>>Wrong. On the Canadian border there is one border agent for every five miles. On the Mexican border there are seven agents per mile. Plus the Mexican border has fences, rangers, military forces, drones, towers, sensors, fixed wing and helicopter surveillance; and mounted cameras.
Additionally we have special arrangements with the Mexican and Latin American governments aimed at stopping terrorists. Our objective is to catch them before they get within a hundred miles of our border.<<
bayourod
http://www.freerepublic.com/focus/f-news/1206882/posts?page=16#16
You may have already read Mexifornia by Victor Davis Hanson. Here's part of a discussion on it from CSpan.
http://www.booknotes.org/Transcript/?ProgramID=1747&QueryText=Mexifornia
~snip~
HANSON: Well, because it`s a very strange thing that`s happening. We have the corporate conservative right who wants a perennial supply, I think, of cheap labor, who is in alliance with the therapeutic left that wants an unassimilated constituency. And the language that we use -- protectionist or racist -- precludes discussion of this issue, which is -- we have an election coming up in California, a bizarre election. But we have this 800-pound gorilla of illegal immigration, and it doesn`t have anything to do with Mexicans or Mexico or legal immigration. It`s a particular illegal immigration from Mexico that`s starting a whole series of inconsistencies, antitheses problems. And we`re not discussing it.
LAMB: What`s the -- what are the numbers?
HANSON: Well, we don`t know. Nationwide, I think the U.S. census suggests there`s nine million illegal aliens.
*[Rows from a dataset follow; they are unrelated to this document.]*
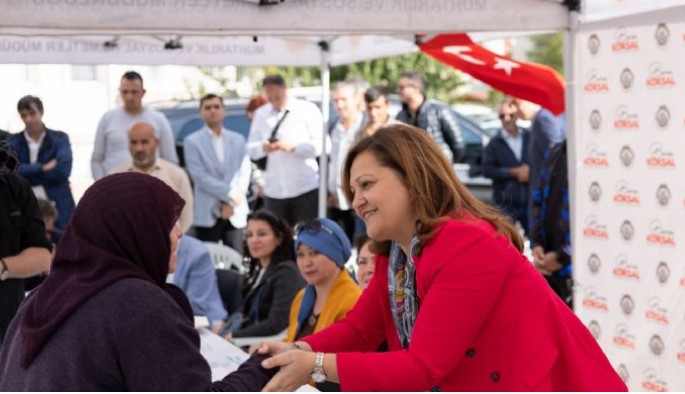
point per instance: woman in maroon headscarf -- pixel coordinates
(105, 319)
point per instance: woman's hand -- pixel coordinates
(296, 368)
(278, 347)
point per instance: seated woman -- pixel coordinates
(322, 250)
(366, 261)
(104, 319)
(459, 305)
(273, 279)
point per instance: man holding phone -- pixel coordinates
(217, 162)
(287, 132)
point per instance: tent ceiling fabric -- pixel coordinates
(305, 17)
(199, 50)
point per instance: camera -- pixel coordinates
(8, 162)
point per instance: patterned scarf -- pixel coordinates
(404, 302)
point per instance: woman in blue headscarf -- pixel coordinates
(322, 249)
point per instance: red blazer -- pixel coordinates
(487, 322)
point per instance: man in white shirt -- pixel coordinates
(343, 135)
(111, 140)
(218, 164)
(291, 176)
(143, 143)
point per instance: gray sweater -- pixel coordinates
(131, 336)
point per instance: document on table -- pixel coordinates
(224, 357)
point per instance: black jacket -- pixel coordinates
(266, 309)
(498, 159)
(442, 124)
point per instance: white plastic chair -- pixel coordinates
(225, 257)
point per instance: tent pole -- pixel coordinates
(572, 133)
(325, 99)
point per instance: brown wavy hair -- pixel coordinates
(436, 192)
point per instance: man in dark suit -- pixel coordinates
(546, 130)
(45, 159)
(506, 162)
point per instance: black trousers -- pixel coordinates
(345, 218)
(222, 231)
(295, 209)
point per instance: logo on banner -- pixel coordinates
(593, 44)
(594, 263)
(656, 345)
(624, 41)
(663, 272)
(595, 119)
(593, 229)
(595, 83)
(593, 300)
(595, 192)
(662, 34)
(622, 371)
(625, 195)
(663, 116)
(627, 230)
(659, 157)
(624, 269)
(627, 78)
(626, 120)
(659, 76)
(652, 382)
(660, 236)
(663, 194)
(627, 156)
(656, 313)
(623, 338)
(627, 304)
(595, 329)
(681, 352)
(595, 157)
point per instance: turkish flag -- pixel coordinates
(530, 81)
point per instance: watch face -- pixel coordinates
(318, 377)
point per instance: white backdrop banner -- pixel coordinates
(629, 203)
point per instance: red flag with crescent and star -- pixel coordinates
(530, 81)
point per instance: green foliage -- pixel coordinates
(548, 49)
(441, 80)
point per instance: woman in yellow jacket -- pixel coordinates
(322, 249)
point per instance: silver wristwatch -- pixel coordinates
(5, 271)
(318, 374)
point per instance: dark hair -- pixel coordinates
(416, 77)
(255, 102)
(285, 251)
(211, 96)
(436, 192)
(47, 209)
(373, 94)
(273, 79)
(133, 76)
(25, 102)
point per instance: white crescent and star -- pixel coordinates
(505, 65)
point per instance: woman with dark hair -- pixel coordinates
(272, 280)
(459, 305)
(105, 319)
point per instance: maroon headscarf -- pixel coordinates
(120, 229)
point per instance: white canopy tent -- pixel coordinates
(295, 32)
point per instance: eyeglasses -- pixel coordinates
(125, 92)
(312, 226)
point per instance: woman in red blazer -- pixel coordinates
(465, 311)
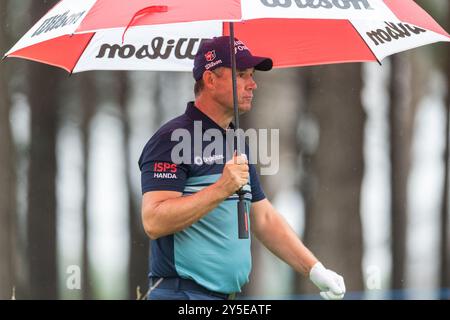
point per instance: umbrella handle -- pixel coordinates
(242, 217)
(242, 212)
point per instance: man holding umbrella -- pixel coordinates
(189, 207)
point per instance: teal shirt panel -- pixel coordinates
(210, 251)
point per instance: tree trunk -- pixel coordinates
(43, 96)
(333, 229)
(138, 258)
(7, 174)
(88, 109)
(401, 123)
(445, 233)
(276, 89)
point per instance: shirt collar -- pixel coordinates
(207, 123)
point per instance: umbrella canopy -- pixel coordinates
(165, 35)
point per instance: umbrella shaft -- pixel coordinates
(233, 77)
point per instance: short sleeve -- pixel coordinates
(257, 191)
(158, 171)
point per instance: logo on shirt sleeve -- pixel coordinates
(165, 170)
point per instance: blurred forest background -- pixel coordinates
(362, 174)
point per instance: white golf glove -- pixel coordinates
(331, 284)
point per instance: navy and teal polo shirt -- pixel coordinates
(209, 251)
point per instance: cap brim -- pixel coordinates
(259, 63)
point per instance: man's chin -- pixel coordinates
(244, 108)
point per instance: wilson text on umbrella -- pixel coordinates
(393, 31)
(315, 4)
(158, 49)
(58, 21)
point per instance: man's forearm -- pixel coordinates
(276, 234)
(175, 214)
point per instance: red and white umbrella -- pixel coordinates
(165, 34)
(80, 35)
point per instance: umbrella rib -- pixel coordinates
(82, 52)
(364, 41)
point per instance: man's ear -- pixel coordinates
(208, 79)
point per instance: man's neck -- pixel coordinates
(215, 112)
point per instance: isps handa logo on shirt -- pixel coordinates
(165, 170)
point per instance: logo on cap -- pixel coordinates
(210, 55)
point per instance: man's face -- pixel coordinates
(224, 90)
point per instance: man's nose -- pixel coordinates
(252, 84)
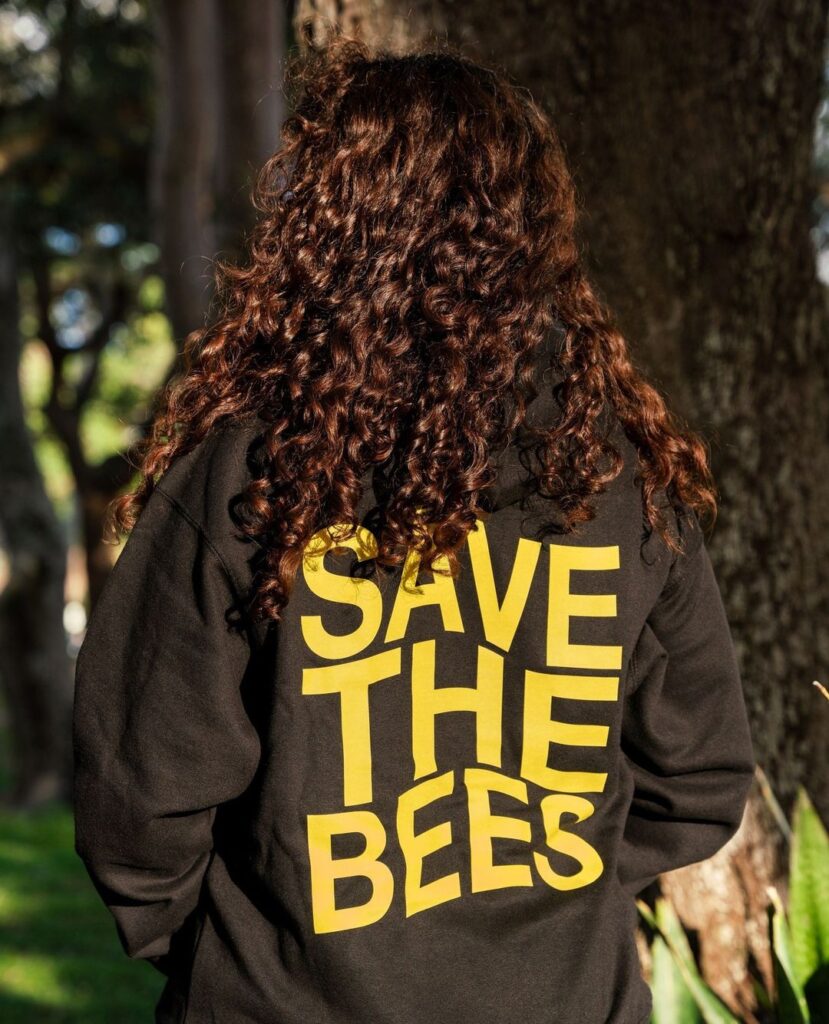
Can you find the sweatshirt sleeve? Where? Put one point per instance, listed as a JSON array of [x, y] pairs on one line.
[[685, 731], [161, 735]]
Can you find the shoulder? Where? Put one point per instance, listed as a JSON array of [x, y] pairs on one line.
[[205, 484]]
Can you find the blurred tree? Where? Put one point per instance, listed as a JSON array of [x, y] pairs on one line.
[[34, 663], [220, 110], [690, 130], [78, 156], [77, 101]]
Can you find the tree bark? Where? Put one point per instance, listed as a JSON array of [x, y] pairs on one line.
[[35, 672], [220, 108], [689, 129]]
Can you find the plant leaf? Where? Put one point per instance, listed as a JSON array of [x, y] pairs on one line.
[[809, 892], [668, 927], [672, 1000], [790, 1001]]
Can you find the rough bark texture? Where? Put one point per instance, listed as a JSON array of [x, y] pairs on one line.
[[34, 665], [689, 128], [219, 115]]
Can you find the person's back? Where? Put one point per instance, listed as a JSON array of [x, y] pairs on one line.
[[320, 779]]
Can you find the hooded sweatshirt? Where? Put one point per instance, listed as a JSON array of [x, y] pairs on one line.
[[415, 799]]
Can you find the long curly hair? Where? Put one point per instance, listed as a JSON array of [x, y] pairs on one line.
[[416, 243]]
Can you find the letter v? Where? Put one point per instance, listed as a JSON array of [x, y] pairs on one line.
[[500, 620]]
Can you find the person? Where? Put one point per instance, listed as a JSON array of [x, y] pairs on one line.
[[413, 670]]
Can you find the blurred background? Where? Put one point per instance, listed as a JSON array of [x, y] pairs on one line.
[[699, 137]]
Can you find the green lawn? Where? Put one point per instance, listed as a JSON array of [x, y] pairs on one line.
[[59, 956]]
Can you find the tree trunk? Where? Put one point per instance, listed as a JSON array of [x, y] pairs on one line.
[[35, 670], [219, 116], [689, 129]]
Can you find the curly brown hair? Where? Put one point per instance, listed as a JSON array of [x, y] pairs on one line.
[[417, 241]]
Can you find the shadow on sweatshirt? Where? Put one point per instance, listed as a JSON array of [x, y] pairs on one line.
[[405, 802]]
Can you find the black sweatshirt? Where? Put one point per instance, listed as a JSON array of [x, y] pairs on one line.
[[403, 804]]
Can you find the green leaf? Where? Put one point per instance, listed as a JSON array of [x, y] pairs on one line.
[[791, 1004], [668, 927], [809, 891]]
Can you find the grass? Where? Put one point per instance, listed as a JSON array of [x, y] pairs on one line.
[[60, 961]]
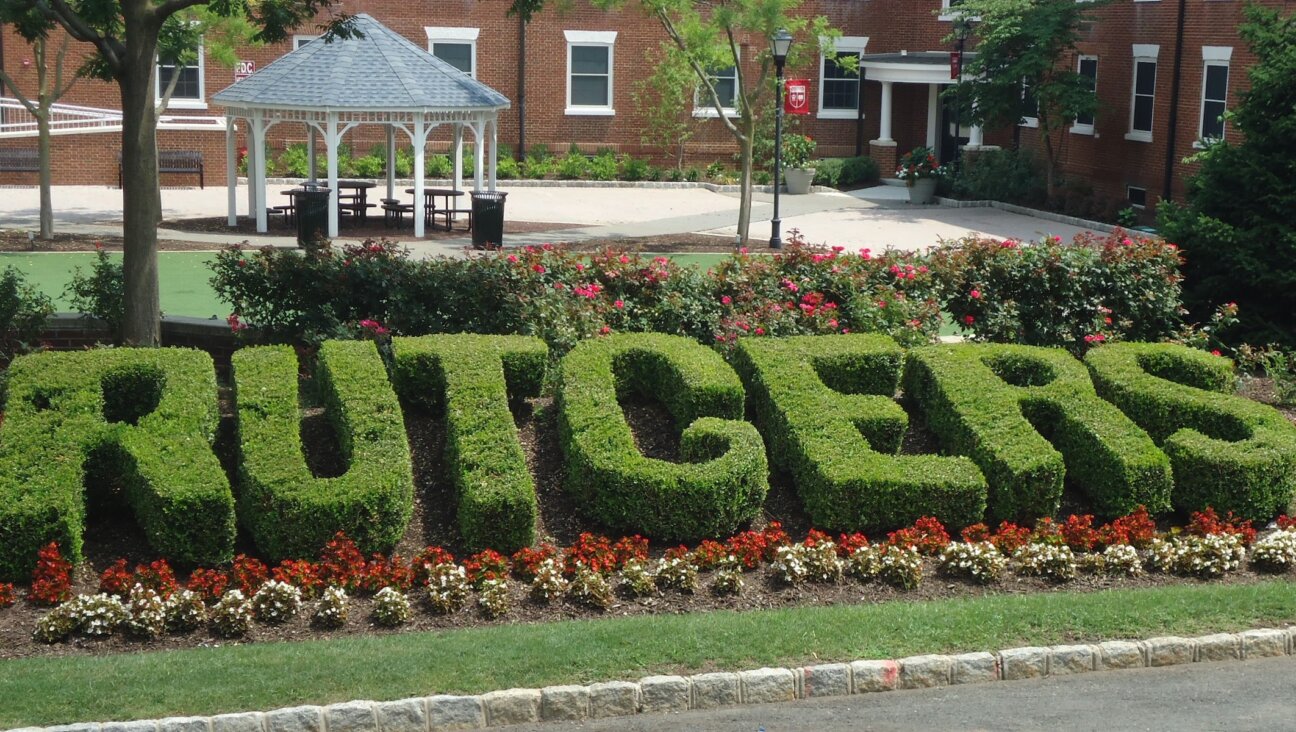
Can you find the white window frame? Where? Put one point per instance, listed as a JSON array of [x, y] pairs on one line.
[[1213, 56], [1145, 53], [183, 102], [1077, 127], [458, 36], [592, 38], [704, 109], [844, 44]]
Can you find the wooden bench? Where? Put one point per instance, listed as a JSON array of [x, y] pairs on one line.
[[173, 161], [20, 160]]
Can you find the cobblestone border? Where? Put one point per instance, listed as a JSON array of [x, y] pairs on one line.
[[710, 691]]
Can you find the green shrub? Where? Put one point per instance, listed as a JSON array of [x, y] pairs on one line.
[[144, 419], [1002, 406], [1227, 452], [824, 407], [723, 476], [1050, 293], [287, 509], [472, 380]]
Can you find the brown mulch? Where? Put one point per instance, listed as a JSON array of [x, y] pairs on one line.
[[112, 534]]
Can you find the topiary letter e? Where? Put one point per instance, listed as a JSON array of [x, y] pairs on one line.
[[145, 417], [723, 476]]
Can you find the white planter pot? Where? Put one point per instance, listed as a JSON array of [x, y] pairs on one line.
[[922, 191], [798, 179]]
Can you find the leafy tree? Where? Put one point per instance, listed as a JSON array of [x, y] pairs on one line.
[[51, 87], [1235, 227], [1024, 49], [127, 36]]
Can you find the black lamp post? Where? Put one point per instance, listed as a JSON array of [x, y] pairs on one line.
[[962, 30], [779, 45]]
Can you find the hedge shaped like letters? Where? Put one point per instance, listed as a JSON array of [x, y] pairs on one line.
[[723, 478], [1227, 452], [287, 509], [472, 378], [144, 416], [824, 404], [992, 402]]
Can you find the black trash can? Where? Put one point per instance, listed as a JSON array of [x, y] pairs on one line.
[[487, 219], [312, 215]]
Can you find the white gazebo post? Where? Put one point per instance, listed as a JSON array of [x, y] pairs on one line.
[[231, 172], [884, 118], [494, 152], [331, 140], [458, 182]]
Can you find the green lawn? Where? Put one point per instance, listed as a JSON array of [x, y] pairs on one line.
[[385, 666]]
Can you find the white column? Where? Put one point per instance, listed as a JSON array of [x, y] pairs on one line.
[[420, 153], [478, 153], [392, 162], [933, 102], [884, 118], [331, 139], [458, 182], [231, 172], [258, 175], [494, 150]]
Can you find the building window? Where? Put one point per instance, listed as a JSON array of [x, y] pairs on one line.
[[726, 90], [1215, 91], [839, 88], [189, 92], [1143, 92], [1086, 68], [456, 47], [590, 61], [1137, 196]]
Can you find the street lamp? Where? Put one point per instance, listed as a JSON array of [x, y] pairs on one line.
[[779, 45]]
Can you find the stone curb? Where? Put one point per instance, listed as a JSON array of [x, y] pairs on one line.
[[719, 689]]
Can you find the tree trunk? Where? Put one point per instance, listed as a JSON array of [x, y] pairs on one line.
[[140, 202]]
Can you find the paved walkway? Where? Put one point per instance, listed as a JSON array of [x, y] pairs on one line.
[[875, 218]]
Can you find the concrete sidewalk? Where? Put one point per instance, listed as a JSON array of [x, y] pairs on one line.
[[875, 218]]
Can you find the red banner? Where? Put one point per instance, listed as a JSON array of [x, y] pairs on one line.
[[796, 96]]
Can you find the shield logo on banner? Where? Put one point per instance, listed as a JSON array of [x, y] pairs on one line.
[[797, 96]]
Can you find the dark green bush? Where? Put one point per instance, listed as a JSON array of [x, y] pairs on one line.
[[826, 410], [1002, 406], [723, 476], [288, 511], [1227, 452], [472, 380], [58, 439]]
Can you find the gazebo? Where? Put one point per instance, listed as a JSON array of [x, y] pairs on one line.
[[375, 78]]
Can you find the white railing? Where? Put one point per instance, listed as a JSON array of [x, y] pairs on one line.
[[71, 119]]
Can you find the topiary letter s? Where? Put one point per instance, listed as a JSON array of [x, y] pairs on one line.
[[723, 477], [145, 417]]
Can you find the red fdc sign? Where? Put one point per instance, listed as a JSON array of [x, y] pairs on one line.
[[796, 96]]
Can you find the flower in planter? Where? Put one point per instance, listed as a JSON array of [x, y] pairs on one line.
[[918, 163]]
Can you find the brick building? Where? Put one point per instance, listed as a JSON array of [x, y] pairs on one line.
[[1164, 70]]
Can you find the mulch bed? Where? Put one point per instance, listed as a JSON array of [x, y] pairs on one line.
[[112, 534]]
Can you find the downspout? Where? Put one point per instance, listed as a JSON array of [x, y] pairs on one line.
[[521, 88], [1168, 185]]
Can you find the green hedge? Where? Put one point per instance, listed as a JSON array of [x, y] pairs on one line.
[[144, 419], [288, 511], [1227, 452], [723, 477], [1002, 406], [472, 378], [824, 404]]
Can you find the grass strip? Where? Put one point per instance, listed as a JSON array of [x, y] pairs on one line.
[[261, 676]]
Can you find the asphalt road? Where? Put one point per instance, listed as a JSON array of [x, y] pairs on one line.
[[1234, 696]]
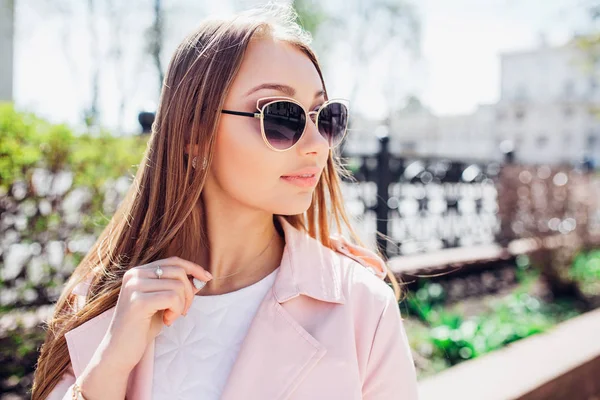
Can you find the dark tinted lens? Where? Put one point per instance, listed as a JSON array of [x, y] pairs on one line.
[[284, 123], [333, 120]]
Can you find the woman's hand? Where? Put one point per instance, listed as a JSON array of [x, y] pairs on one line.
[[146, 303]]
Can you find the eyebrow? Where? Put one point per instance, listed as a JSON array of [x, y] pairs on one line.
[[288, 90]]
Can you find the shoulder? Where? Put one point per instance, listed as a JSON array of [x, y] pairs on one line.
[[362, 274]]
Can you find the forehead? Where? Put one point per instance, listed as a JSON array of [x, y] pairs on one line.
[[272, 61]]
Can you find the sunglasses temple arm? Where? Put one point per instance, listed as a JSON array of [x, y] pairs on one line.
[[241, 113]]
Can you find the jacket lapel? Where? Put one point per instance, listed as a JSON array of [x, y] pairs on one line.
[[275, 357], [83, 341]]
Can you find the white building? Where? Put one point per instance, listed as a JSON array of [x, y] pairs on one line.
[[6, 49], [548, 105], [547, 109]]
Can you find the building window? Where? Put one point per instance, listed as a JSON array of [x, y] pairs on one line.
[[541, 141], [568, 111], [569, 89], [409, 146], [592, 139], [521, 93]]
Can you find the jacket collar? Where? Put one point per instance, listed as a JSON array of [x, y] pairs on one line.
[[307, 268]]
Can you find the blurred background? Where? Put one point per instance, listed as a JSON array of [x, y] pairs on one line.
[[474, 146]]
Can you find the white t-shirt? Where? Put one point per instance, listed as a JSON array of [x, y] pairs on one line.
[[194, 356]]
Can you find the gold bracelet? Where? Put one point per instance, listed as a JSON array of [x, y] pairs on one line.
[[77, 392]]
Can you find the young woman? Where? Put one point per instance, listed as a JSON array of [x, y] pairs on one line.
[[220, 276]]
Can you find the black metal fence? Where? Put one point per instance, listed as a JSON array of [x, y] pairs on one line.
[[421, 204]]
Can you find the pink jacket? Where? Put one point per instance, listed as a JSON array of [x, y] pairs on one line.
[[330, 328]]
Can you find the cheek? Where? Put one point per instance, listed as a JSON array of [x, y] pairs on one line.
[[245, 169]]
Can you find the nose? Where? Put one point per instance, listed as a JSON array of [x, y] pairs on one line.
[[312, 142]]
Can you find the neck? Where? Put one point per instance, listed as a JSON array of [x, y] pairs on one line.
[[245, 244]]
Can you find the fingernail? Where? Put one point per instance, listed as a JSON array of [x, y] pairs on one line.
[[198, 284]]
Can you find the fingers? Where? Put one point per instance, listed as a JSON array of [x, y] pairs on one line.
[[167, 300], [169, 273], [175, 277], [189, 267]]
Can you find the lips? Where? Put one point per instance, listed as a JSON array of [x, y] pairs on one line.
[[304, 173], [307, 177]]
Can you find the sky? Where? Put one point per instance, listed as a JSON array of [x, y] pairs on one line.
[[459, 66]]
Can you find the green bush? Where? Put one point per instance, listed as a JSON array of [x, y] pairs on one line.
[[34, 156]]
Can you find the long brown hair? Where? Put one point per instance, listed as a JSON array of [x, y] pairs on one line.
[[162, 211]]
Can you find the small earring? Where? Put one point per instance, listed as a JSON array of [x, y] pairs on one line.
[[195, 160]]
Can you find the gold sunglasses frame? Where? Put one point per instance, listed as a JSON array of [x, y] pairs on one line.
[[271, 100]]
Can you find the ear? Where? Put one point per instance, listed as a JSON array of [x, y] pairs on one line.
[[187, 150]]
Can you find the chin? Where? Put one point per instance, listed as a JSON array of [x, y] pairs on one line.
[[295, 206]]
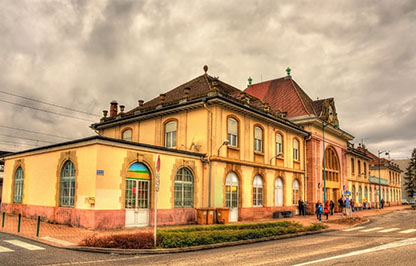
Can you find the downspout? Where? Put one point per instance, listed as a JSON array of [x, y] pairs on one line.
[[209, 125]]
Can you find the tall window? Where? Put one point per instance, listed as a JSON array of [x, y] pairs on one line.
[[278, 188], [279, 144], [258, 139], [257, 191], [18, 185], [295, 150], [232, 132], [67, 186], [127, 134], [365, 169], [295, 188], [184, 188], [170, 134]]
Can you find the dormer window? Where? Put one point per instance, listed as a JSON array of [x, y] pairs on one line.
[[170, 134]]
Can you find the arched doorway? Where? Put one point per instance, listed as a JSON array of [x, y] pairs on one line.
[[137, 195], [231, 195], [332, 174]]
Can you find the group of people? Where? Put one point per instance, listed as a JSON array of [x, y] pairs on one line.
[[327, 210]]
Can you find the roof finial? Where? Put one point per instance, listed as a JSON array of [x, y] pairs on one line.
[[288, 71], [249, 81]]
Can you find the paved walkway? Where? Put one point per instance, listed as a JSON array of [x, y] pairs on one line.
[[62, 235]]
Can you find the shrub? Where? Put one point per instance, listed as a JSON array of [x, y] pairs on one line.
[[142, 240]]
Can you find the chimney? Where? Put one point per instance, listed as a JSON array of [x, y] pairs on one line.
[[162, 97], [113, 109], [186, 92]]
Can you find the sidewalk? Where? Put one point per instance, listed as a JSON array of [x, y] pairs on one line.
[[66, 236]]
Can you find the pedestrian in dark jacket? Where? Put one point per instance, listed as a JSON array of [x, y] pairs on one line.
[[300, 207], [326, 209], [331, 207]]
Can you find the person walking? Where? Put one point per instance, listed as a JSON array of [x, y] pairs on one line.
[[326, 209], [319, 211], [331, 207], [300, 207]]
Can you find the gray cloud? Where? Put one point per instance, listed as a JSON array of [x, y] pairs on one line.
[[83, 54]]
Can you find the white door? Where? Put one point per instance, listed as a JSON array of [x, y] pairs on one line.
[[231, 196], [137, 202], [278, 190]]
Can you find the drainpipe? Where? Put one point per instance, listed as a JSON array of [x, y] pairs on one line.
[[209, 123]]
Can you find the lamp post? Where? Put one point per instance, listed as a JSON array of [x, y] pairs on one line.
[[324, 125], [379, 177]]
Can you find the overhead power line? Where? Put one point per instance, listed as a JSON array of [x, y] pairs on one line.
[[47, 111], [51, 104], [10, 136], [35, 132]]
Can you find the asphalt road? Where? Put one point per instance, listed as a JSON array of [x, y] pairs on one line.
[[388, 240]]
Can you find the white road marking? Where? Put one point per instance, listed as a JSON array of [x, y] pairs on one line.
[[23, 245], [353, 228], [406, 242], [4, 249], [372, 229], [389, 230], [408, 231], [59, 241]]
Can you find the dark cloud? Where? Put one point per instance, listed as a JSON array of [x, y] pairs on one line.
[[83, 54]]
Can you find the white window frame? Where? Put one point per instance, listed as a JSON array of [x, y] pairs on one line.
[[171, 129], [257, 191], [258, 139], [295, 149], [126, 136], [232, 134]]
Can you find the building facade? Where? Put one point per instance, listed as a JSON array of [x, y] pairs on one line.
[[218, 147]]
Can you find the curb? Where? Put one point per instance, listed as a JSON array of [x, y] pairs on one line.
[[194, 248]]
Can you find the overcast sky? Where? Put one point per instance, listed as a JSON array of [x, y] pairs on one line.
[[83, 54]]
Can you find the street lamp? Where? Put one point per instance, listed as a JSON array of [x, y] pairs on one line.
[[324, 125], [379, 176]]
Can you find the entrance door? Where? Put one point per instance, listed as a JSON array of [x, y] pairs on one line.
[[231, 196], [137, 196]]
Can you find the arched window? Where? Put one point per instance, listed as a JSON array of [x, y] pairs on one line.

I`ve seen figures of 15 or 19, 20, that advocates on both the left and right will use, that are currently in the United States. In California, I`ve seen as many as 3 to 4 million. A term that`s used now is immigrants, meaning people were born in Mexico, and that precludes the argument whether they`re here illegally or legally. But whatever the term we use, it`s a radical shift since, say, 1970, where we had 400,000, not 4 million. And most of them were here legally, and we had the assimilationist pattern, where we had no bilingual education, no Chicano studies, and it was based on assimilation, intermarriage and unity of the United States. And I -- and I grew up in that generation, and the people that I knew -- I was one of the few non-Mexican-Americans in my school district. They`re all smashing successes now.